With the North Pit mostly done -- I'm still not sure how to finish it off -- we turn our attention to the strip next to the fence, behind the raised garden that would connect the North Pit and the South Pit. This strip is really weedy. It's only 4 to 5 feet wide and 16 feet long. It has no water supply (no irrigation), and is of variable sunny-ness, depending on what is in the raised bed. If I dig it up, I can continue the cement wall topped with a limestone brick on the top along the fence -- I'm inclined to do this treatment around the entire lot at the fence line.



But what to put back there? It's a pain to mow, and trim, this area. It's too small to really grow something; it mainly is used as a walk area to be able to get to the raised garden.

So, instead of putting in grass or a ground cover, the suggestion is to make it a walkway. In fact, to put a walkway all around the raised garden. If we put in a walkway that matches the sidewalk around the deck, it would match. That sidewalk was dug out, and then filled with stone and sand and decomposed granite, with flagstones put on top. That seems like a reasonable treatment for this area too.

The first step then is to dig it out. Starting on this, we find big rock from 2 to 8 inches under the soil. The soil is very dry, and easy to dig out.



At the moment, we will continue just taking the dirt off the top. But we need to decide whether we take the big rock out, or just cover it over, using the big rock as fill. If we take the big rock out, we will need to replace it with smaller rock to fill the space. The easiest answer is to leave the big rock there.

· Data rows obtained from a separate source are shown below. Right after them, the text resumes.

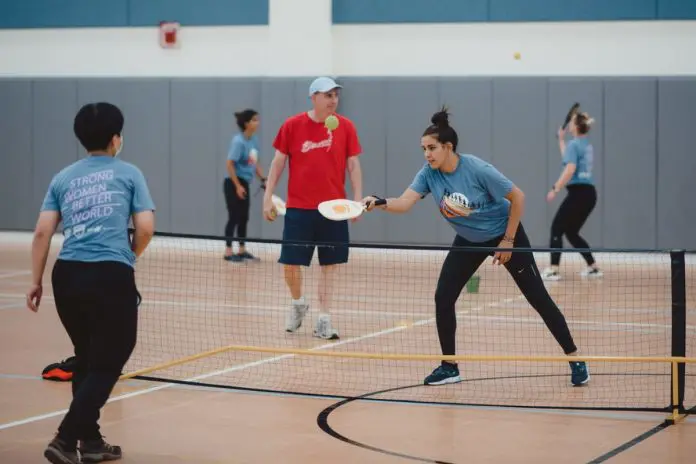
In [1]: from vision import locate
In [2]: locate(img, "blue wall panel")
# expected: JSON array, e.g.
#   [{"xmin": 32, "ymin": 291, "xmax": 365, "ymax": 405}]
[
  {"xmin": 332, "ymin": 0, "xmax": 488, "ymax": 24},
  {"xmin": 0, "ymin": 0, "xmax": 268, "ymax": 29},
  {"xmin": 333, "ymin": 0, "xmax": 696, "ymax": 23},
  {"xmin": 489, "ymin": 0, "xmax": 656, "ymax": 22},
  {"xmin": 129, "ymin": 0, "xmax": 268, "ymax": 27},
  {"xmin": 658, "ymin": 0, "xmax": 696, "ymax": 19},
  {"xmin": 1, "ymin": 0, "xmax": 128, "ymax": 28},
  {"xmin": 3, "ymin": 0, "xmax": 694, "ymax": 28}
]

If we remove the big rock, however, we effectively trade the few big rock for lots of smaller rock. The big rock is easier to get rid of than the smaller rock. Plus there may be more dirt under the big rock, so removing it would give us a more stable finished product -- all inert rock and sand, without any shifting clay soil. On the fence side, we can do our cement wall with limestone block on top. I'm not sure what to do next to the raised bed.

A couple of days later ...

It was very easy to take out the big rocks.

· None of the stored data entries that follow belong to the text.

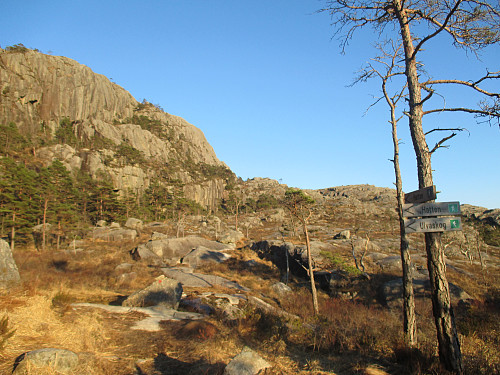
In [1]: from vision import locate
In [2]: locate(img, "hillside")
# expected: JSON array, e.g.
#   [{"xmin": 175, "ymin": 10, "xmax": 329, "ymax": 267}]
[
  {"xmin": 0, "ymin": 46, "xmax": 499, "ymax": 375},
  {"xmin": 0, "ymin": 46, "xmax": 231, "ymax": 210}
]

The next step was to straighten up the fence side of the trench, to pour the concrete wall and put the limestone blocks on top. We needed to buy more limestone blocks (Whittlesey Landscape Sales, 640 pounds for $51.88). Plus I would need concrete (24 bags of 60 lb. Quik-crete, $56.64 at Home Depot).

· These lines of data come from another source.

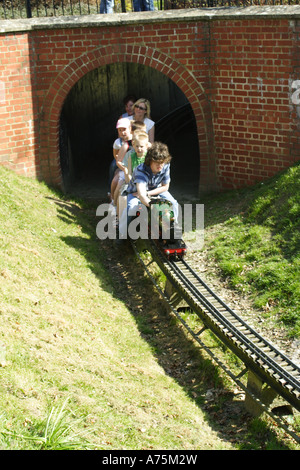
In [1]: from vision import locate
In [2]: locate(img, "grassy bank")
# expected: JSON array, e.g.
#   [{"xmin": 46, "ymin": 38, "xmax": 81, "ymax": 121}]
[
  {"xmin": 0, "ymin": 166, "xmax": 235, "ymax": 450},
  {"xmin": 0, "ymin": 164, "xmax": 298, "ymax": 450},
  {"xmin": 202, "ymin": 162, "xmax": 300, "ymax": 338}
]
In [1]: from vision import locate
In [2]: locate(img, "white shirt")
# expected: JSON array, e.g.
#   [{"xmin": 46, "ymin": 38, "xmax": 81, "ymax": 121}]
[{"xmin": 128, "ymin": 116, "xmax": 155, "ymax": 134}]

As before, I draped some black plastic on the outside, to keep the concrete separate from the dirt on that side.


Then I used a set of 1x4 pieces of wood to keep the masonite form spaced from the black plastic, and poured the concrete in between. I used the bags of cow manure that I've been buying to mix in with the dirt (60 bags so far at 1.40 a bag, from Lowes and Home Depot). to keep the forms in place. I had to take special care around the fence posts.



And when the forms are removed, we have our wall.



Next, a little mortar and we put the stones on top.



And now we need to clean up the trench, getting it down to rock with both sides straight and clean, so that we can fill it up with rock.



The raised bed should be all pretty good dirt, so we want to partition it off from the trench and keep the dirt in/under the raised bed. We will use landscape cloth -- a weed barrier -- as a curtain to separate the dirt from the rock.

Once the weed barrier is in place, we can start filling the trench with the rock that we dug out of both the trench and the north pit. All that rock that we wheel-barrowed out to the driveway now is wheel-barrowed back. While it was on the driveway, we were posting it to Craig's List and so most of the larger pieces are gone; we have apple-size (and smaller) pieces left, which should be good fill.



This cleans off the driveway. We need a bit more rock for fill, and then to cover it with sand and decomposed granite as a base for flagstones.